Impact of Giardia Inactivation Requirements on ClO2 By-Products

Abstract

Chlorite, chlorate, and trihalomethane (THM) formation was measured following the disinfection of drinking water using chlorine dioxide either alone, or followed by chlorine or monochloramine. Chlorine dioxide doses were selected to provide a range of Giardia inactivation levels as calculated using CT values (disinfectant concentration × contact time) presented in the US Surface Water Treatment Rule. Experiments were conducted at bench-scale in batch reactors, using water obtained from two river sources. Dose requirements did not vary greatly when disinfecting at 1°C versus 25°C, since the higher CT requirements in the cold (due to slower disinfection kinetics) were offset by greater chlorine dioxide stability at low temperature. Higher doses were required at pH 9 compared to pH 6, due to chlorine dioxide disproportionation at the higher pH. Greater formation of chlorite and chlorate was observed at the higher pH. Temperature exerted a relatively small effect on chlorite and chlorate formation, following the trend observed for required dose.

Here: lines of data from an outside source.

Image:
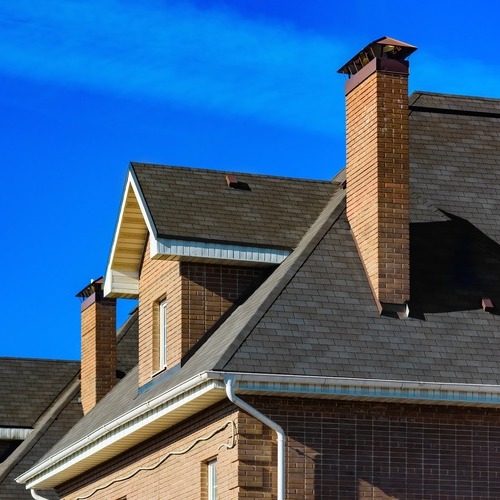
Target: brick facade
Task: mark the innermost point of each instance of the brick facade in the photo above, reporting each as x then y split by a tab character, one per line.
180	476
378	181
98	343
197	296
335	450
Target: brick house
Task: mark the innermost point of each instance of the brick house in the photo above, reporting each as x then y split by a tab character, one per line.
305	339
40	404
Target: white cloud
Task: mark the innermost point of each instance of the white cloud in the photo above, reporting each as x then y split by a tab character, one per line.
211	59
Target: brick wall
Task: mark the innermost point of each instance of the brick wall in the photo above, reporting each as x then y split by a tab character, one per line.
98	344
197	296
335	450
349	450
158	279
178	477
378	181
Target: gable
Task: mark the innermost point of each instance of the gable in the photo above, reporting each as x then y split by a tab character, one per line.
195	215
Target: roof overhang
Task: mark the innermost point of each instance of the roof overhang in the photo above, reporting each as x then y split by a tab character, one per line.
207	388
135	224
14	433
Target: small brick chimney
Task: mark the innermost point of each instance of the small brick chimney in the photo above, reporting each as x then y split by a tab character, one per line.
377	169
98	371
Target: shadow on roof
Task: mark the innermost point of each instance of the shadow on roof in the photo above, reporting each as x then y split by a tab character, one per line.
453	267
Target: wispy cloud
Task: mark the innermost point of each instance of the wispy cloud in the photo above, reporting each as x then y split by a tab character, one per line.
212	59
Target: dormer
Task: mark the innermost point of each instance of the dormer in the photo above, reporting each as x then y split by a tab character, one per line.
191	244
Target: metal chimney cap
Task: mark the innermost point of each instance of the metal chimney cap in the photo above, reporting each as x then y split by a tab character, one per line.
384	47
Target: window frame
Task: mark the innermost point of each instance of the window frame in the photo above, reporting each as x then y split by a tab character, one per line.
162	335
212	479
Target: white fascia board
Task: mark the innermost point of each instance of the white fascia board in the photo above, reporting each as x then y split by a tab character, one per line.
14	433
131	184
366	389
218	251
122	433
104	442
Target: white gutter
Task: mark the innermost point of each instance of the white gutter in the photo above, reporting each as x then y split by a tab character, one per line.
67	456
36	496
356	388
229	381
251	383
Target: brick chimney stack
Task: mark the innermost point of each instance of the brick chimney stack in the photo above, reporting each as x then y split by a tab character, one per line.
98	370
378	168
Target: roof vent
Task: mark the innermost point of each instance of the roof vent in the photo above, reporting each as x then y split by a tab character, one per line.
487	304
232	182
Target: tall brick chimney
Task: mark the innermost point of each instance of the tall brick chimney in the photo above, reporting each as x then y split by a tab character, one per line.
98	371
378	168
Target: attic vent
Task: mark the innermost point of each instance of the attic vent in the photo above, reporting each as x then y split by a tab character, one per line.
487	304
232	182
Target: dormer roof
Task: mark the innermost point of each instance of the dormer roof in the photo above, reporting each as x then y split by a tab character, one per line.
196	214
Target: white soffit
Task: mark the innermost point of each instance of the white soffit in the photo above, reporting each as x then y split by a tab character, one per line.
134	225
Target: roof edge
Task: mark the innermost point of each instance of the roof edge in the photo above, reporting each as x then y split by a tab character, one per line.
45	474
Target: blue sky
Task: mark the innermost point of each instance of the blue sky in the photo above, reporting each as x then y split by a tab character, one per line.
245	85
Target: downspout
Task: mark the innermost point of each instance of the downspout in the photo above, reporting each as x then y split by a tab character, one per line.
36	496
229	381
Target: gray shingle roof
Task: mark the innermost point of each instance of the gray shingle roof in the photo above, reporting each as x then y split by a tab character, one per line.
29	386
197	204
53	415
315	315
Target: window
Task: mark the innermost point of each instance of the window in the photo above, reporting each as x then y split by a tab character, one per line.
212	479
162	344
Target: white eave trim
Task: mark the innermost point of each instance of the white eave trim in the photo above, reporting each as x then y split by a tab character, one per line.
217	251
122	283
14	433
207	387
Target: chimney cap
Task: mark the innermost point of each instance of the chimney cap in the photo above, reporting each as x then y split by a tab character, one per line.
384	47
91	288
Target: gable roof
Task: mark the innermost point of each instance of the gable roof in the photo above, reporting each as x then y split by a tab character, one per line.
194	214
197	204
29	386
315	316
54	389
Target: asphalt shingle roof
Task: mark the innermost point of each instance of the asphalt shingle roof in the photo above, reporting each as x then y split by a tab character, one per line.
53	414
29	386
315	314
197	204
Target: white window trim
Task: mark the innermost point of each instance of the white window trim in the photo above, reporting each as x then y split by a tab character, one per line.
162	339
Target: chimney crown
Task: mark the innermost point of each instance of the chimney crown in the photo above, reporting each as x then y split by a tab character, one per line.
382	48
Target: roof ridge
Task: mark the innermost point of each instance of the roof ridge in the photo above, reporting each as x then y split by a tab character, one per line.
454	96
44	360
235	172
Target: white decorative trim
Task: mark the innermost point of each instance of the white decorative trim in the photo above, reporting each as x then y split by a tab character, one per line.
120	283
219	251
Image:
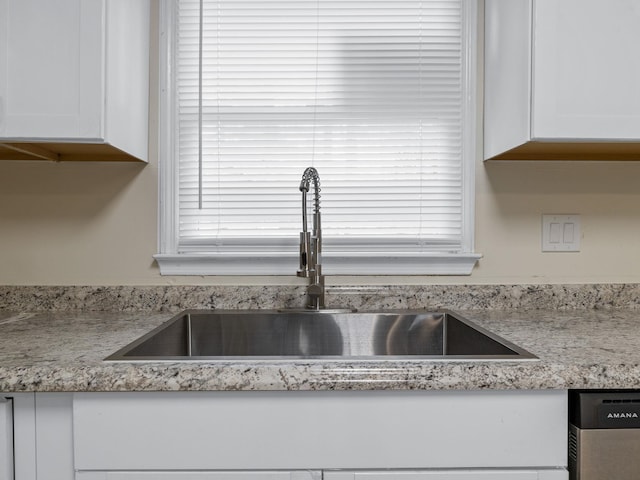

When free chlorine was applied as a secondary disinfectant following primary disinfection with chlorine dioxide, subsequent chlorite concentrations decreased at pH 6, but not at pH 9, suggesting that hypochlorous acid, and not hypochlorite, was responsible for the oxidation of chlorite. THM formation at pH 9 arising from secondary chlorination was reduced by up to 30 µg l−1 due to prior application of chlorine dioxide at concentrations corresponding to as low as 0.5 log Giardia inactivation.